Cardiometabolic risk markers were more prevalent in the LBF group and even more so in the SBF group as compared with the HBF group, showing the greatest waist circumference and BMI, blood pressure, blood lipids, and fasting glucose levels, and the probabilities of presenting with obesity, abdominal obesity, metabolic syndrome, low HDL-c levels and hypertension were higher in the SBF than in the HBF group.
SBF participants had the highest ESC Systematic Coronary Risk Evaluation scores.
Subclinical atherosclerosis was observed more frequently in the SBF group (74.6%) than in the LBF (64.5%) and HBF (56.6%) group, with higher odds (vs. HBF) of having plaques in:
- abdominal aorta OR: 1.79; 95% CI: 1.16 - 2.77
- carotid OR: 1.76; 95% CI: 1.17 - 2.65
- iliofemoral OR: 1.72; 95% CI: 1.11 - 2.64
Compared with HBF, SBF participants had significantly more non-coronary (OR: 1.55; 95% CI: 0.97 - 2.46) and generalized atherosclerosis (OR: 2.57; 95% CI: 1.54 - 4.31).
Participants in the LBF group had a higher risk of carotid (OR: 1.21; 95% CI: 1.03 - 1.43; (OR: 1.21; 95% CI: 1.03 - 1.43) or iliofemoral atherosclerotic plaques (OR: 1.17; 95% CI: 1.00 - 1.37).
Rectification: please note that initially, wrong percentages for subclinical atherosclerosis were written for the different breakfast groups
Skipping breakfast was associated with a higher risk of non-coronary and generalized atherosclerosis in a sample of asymptomatic individuals. These findings support the importance of healthy eating, including a rich breakfast.
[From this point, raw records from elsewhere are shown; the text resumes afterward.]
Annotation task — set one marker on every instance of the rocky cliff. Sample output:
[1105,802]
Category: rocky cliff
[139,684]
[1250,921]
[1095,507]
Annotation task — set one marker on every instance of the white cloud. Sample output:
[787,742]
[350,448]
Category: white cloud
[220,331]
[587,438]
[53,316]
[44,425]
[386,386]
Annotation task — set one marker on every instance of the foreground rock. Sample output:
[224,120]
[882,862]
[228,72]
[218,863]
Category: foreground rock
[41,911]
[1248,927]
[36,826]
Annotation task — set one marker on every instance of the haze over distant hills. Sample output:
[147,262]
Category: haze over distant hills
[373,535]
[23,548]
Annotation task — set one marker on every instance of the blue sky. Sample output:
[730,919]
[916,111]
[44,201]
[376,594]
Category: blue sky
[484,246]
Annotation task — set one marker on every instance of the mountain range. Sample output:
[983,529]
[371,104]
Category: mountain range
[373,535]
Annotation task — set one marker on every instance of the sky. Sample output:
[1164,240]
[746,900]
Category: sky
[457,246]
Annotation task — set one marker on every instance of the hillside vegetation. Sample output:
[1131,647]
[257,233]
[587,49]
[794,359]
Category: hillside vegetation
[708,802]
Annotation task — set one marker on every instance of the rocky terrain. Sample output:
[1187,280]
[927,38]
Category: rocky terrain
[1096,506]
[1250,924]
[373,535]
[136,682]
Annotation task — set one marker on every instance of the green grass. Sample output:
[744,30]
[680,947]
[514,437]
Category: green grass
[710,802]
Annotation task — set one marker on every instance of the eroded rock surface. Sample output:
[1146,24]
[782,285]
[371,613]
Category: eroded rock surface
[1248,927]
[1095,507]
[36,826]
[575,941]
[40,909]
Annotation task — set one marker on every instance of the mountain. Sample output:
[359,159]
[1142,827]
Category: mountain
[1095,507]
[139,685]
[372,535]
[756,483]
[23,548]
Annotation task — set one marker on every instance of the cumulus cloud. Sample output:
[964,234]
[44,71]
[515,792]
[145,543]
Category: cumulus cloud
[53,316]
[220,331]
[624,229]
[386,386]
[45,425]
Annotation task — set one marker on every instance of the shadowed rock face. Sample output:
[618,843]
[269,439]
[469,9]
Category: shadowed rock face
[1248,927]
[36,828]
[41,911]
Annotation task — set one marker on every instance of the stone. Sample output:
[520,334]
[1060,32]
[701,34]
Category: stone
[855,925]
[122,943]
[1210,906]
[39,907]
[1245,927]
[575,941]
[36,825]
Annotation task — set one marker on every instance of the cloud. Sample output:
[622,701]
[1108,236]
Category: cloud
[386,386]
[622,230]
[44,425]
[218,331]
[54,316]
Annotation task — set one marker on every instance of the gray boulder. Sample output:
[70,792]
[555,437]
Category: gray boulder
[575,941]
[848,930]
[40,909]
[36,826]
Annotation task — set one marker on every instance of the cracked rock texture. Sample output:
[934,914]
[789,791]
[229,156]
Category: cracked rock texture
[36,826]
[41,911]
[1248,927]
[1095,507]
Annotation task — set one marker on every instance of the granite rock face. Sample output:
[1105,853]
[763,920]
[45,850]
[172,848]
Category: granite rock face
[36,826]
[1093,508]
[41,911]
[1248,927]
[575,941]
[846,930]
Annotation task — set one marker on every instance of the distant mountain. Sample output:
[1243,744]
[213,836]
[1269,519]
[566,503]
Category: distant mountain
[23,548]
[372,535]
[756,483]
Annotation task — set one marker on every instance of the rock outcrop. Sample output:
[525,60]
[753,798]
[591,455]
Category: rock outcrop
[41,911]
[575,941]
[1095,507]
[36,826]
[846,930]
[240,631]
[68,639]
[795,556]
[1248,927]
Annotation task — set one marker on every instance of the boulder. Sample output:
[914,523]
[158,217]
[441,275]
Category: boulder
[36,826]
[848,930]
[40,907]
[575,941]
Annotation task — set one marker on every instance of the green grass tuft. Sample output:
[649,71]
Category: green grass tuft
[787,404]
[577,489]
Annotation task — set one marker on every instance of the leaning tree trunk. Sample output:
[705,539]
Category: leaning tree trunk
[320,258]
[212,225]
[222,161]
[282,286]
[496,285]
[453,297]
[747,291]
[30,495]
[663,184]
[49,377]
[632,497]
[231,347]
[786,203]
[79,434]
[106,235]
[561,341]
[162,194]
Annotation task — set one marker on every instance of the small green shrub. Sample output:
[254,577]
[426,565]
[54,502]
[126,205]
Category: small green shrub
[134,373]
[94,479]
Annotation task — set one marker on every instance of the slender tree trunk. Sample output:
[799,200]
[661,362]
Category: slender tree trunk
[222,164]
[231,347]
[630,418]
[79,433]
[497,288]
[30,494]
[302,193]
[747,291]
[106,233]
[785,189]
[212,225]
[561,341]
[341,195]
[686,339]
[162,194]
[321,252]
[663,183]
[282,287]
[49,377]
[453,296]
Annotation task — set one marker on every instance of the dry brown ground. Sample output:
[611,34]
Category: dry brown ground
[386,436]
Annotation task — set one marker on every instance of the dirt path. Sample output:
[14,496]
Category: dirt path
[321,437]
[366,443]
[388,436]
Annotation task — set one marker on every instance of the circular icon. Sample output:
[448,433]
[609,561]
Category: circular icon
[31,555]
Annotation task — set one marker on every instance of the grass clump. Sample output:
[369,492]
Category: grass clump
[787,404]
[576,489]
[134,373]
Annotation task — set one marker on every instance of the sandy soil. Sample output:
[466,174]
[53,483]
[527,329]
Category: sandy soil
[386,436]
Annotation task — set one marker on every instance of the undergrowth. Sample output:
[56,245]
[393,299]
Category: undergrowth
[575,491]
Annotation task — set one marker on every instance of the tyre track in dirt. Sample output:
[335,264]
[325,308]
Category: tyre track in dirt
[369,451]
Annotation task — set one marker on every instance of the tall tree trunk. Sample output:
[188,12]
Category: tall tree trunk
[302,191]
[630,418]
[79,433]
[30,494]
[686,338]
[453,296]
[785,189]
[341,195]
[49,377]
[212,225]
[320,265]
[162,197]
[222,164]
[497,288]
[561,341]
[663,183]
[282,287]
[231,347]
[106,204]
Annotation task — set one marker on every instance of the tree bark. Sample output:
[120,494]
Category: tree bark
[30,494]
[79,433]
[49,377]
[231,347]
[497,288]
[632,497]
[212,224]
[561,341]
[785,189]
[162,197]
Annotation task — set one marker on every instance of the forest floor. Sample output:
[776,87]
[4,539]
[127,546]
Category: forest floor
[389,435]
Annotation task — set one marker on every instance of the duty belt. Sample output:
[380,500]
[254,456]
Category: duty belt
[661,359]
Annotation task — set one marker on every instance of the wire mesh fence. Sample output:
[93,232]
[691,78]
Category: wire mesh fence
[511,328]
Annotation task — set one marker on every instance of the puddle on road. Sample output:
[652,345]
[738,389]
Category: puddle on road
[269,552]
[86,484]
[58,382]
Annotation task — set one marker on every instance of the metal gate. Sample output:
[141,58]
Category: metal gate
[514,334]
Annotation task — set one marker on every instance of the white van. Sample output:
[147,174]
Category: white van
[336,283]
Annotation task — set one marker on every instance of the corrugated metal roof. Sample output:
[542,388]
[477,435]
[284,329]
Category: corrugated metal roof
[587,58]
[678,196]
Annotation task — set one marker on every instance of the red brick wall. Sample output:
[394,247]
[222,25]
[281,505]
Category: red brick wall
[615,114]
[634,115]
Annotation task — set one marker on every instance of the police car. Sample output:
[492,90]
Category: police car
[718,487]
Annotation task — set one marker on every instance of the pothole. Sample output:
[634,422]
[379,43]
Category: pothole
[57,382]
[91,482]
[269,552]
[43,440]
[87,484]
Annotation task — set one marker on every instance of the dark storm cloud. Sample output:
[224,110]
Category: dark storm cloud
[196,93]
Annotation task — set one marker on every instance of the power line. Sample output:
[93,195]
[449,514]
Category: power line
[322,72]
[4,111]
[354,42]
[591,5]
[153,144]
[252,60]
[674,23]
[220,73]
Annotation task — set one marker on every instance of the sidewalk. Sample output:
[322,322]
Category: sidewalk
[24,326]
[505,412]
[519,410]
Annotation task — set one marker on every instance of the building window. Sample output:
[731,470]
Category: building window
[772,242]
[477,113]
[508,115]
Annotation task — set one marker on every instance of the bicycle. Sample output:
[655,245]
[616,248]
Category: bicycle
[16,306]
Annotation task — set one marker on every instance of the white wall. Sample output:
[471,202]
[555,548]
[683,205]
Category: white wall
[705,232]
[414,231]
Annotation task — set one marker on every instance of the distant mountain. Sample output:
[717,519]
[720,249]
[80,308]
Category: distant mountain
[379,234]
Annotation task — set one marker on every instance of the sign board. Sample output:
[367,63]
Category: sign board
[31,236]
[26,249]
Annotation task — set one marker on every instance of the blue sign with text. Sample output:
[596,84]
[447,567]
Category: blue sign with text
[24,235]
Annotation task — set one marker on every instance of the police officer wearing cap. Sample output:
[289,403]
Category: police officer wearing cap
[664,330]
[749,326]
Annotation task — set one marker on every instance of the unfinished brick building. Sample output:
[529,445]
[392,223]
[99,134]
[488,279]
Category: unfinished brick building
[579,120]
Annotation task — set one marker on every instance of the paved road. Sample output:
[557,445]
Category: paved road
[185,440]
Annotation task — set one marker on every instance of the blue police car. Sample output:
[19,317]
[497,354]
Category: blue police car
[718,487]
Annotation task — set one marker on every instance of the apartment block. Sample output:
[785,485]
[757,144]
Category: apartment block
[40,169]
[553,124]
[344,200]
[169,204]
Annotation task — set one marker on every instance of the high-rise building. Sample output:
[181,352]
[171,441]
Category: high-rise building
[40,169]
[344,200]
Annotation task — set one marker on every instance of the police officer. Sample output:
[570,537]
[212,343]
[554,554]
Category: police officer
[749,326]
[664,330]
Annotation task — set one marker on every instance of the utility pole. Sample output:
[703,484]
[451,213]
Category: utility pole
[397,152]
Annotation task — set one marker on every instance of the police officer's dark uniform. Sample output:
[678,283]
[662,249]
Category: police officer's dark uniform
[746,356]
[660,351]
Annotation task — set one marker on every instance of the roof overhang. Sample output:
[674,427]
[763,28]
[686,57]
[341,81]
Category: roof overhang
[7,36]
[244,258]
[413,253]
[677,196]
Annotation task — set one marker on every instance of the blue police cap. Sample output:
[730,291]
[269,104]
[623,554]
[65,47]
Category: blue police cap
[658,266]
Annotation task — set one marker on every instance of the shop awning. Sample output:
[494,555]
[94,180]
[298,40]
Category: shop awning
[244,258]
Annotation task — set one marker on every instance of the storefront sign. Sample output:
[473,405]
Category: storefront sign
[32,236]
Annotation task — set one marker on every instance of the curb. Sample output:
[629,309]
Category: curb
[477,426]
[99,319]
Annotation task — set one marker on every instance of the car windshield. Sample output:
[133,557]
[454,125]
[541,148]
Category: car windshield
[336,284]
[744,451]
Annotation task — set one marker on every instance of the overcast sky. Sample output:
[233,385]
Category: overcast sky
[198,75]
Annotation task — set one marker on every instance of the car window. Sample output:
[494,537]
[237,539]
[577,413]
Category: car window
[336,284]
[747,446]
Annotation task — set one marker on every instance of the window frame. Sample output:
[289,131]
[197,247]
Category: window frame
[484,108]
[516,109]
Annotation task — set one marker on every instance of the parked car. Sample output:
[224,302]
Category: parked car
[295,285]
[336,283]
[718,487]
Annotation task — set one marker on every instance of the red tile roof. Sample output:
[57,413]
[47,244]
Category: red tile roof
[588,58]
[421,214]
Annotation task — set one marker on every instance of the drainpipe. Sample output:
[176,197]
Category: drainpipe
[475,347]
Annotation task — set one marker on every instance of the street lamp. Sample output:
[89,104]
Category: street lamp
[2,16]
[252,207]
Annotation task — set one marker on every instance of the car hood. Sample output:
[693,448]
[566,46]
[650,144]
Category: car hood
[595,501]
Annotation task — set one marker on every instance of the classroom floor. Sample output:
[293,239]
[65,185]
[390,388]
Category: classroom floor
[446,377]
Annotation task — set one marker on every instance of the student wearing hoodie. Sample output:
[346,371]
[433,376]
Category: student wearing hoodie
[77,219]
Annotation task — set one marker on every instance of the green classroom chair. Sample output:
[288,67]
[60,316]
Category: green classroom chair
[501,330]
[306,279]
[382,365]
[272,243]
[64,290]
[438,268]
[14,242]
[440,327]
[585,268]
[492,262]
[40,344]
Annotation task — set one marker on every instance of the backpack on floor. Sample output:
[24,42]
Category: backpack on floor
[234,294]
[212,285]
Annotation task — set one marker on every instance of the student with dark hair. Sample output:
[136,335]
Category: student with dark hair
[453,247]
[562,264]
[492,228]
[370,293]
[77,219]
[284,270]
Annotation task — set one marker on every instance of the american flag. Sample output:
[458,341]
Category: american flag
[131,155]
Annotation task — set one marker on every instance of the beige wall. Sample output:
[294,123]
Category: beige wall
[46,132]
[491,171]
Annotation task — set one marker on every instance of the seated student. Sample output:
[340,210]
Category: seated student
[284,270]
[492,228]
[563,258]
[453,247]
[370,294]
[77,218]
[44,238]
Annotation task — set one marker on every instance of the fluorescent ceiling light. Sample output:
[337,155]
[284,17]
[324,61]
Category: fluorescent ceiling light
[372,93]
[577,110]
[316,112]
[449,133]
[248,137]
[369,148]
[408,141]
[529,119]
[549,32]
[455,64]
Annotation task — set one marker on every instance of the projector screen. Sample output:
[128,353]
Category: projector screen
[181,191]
In their editorial article, Deedwania and Acharya  note that breakfast skippers eat more unhealthy and fatty food later during the day and at night, and adopt a general lifestyle that leads to metabolic disorders, and they conclude: ‘There is an urgent need for corrective public health measures to curb the global epidemic of obesity. Given the emerging evidence of association between altered dietary patterns and increased risk of obesity, metabolic syndrome, diabetes, subclinical atherosclerosis, and clinical CV events, it seems prudent to pay attention to diet and educate the public to implement simple lifestyle changes that include emphasis on a regular, hearty, and nutritious breakfast. These easy and economical public health measures can curb the oncoming tsunami of diabetes and CV disorders. Indeed, the wisdom of the ages that breakfast is the most important meal of the day has been proven right in the light of emerging evidence.’